At one point during an 11-on-11 segment of Thursday’s organized team activity practice, the Raiders unleashed 10 straight run plays.
What stood out most was the way that the offensive line was operating at the point of attack and on the second level. It had all the feel of an offense that wants to force the issue.
The line’s success rests in brawn, brains and timeliness. Those are characteristics offensive line coach Carmen Bricillo wants his group to hang its hat on and the impression it leaves on the defense.
“Smart. Tough. Play their best football when it counts,” Bricillo said after the Raiders wrapped up practice at their Henderson headquarters.
Those adjectives recently haven’t been associated with the Raiders’ offensive line. It certainly wasn’t last year when a series of offseason trades and in-season injuries pushed the depth chart to its limit, resulting in a group that far too often was a weak link.
The Raiders survived up-front issues and won 10 games, punching their first ticket to the playoffs since 2017. But it seemed to be in spite of the offensive line rather than because of it.
Fast forward to this week and a Raiders team with elevated expectations knowing it can’t afford to work around another shaky season from the offensive line.
On paper, the Raiders are a better team than the one that pushed the eventual AFC champion Cincinnati Bengals to the brink of overtime in the first round of the playoffs thanks to the addition of wide receiver Davante Adams and edge rusher Chandler Jones.
But a case can be made that their AFC West rival Chargers and Broncos improved just as much. Meanwhile, as long as Patrick Mahomes is the quarterback in Kansas City the Chiefs will always be a challenge.
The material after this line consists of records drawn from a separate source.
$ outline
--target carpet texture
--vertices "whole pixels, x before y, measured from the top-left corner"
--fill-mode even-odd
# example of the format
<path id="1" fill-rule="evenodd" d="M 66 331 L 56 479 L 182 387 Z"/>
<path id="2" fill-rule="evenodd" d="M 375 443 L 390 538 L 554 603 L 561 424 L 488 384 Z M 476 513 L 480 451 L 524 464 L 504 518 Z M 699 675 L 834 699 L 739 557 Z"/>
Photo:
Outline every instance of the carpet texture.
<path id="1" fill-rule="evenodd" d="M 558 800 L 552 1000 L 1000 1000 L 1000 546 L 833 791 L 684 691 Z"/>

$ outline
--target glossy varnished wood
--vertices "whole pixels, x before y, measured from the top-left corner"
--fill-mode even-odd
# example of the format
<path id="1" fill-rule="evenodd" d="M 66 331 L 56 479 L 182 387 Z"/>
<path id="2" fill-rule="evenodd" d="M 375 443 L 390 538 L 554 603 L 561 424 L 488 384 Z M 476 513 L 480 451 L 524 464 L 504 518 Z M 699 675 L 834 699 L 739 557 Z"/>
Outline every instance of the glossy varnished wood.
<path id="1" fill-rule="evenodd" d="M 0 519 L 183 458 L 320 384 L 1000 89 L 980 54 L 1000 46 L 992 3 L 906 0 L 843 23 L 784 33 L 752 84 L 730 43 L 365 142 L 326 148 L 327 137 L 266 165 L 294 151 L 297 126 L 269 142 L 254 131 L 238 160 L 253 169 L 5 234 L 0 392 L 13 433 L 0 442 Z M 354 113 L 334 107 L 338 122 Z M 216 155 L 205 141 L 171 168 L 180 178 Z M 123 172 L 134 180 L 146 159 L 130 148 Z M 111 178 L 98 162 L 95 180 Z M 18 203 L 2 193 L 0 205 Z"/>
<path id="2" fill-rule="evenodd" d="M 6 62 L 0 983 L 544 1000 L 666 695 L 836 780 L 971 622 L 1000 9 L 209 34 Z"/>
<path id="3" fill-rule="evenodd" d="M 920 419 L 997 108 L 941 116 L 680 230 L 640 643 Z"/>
That puts a huge spotlight on the offensive line, which returns mostly intact from last year save for the addition of veteran Alex Bars and draft picks Dylan Parham and Thayer Munford. Whatever big step forward the offensive line takes will come down to individual improvement from holdovers left tackle Alex Leatherwood, left guard John Simpson and center Andre James.
Denzelle Good, the veteran right guard who was lost for the season after suffering a knee surgery in the season opener, is back as are backups Jermaine Eluemunor, Lester Cotton, Brandon Parker and Jackson Barton.
Good has not been cleared to return — Cotton took the bulk of the first-team snaps at right guard Thursday — but the rest of the linemen have been busy during the last month laying a new foundation under Bricillo.
It’s early, but Bricillo already is seeing traits he wants from the line. On Thursday when the offensive line delivered a crisp, efficient workout.
“As we’ve kind of gotten the basics of the system installed and now we’re kind of rehashing stuff and hearing it for the second and third time, I’ve had an opportunity to start challenging on some of those things,” Bricillo said. “Of what you want your resume to be. When we put the film out there, what’s your resume? So we’re starting to move toward that a little bit.”
Of course, a ton rests on the shoulder of Leatherwood, a first-round pick last year he had an up and down rookie season while moving from right tackle to right guard.
Leatherwood is working extensively at tackle this offseason, and could end up reclaim that job. If he does so at a decisive level, the line has a chance to take a big step forward.
“He’s a worker, He cares,” Bricillo said. “He’s got a high standard for himself, just like the other guys, and that’s a good thing.”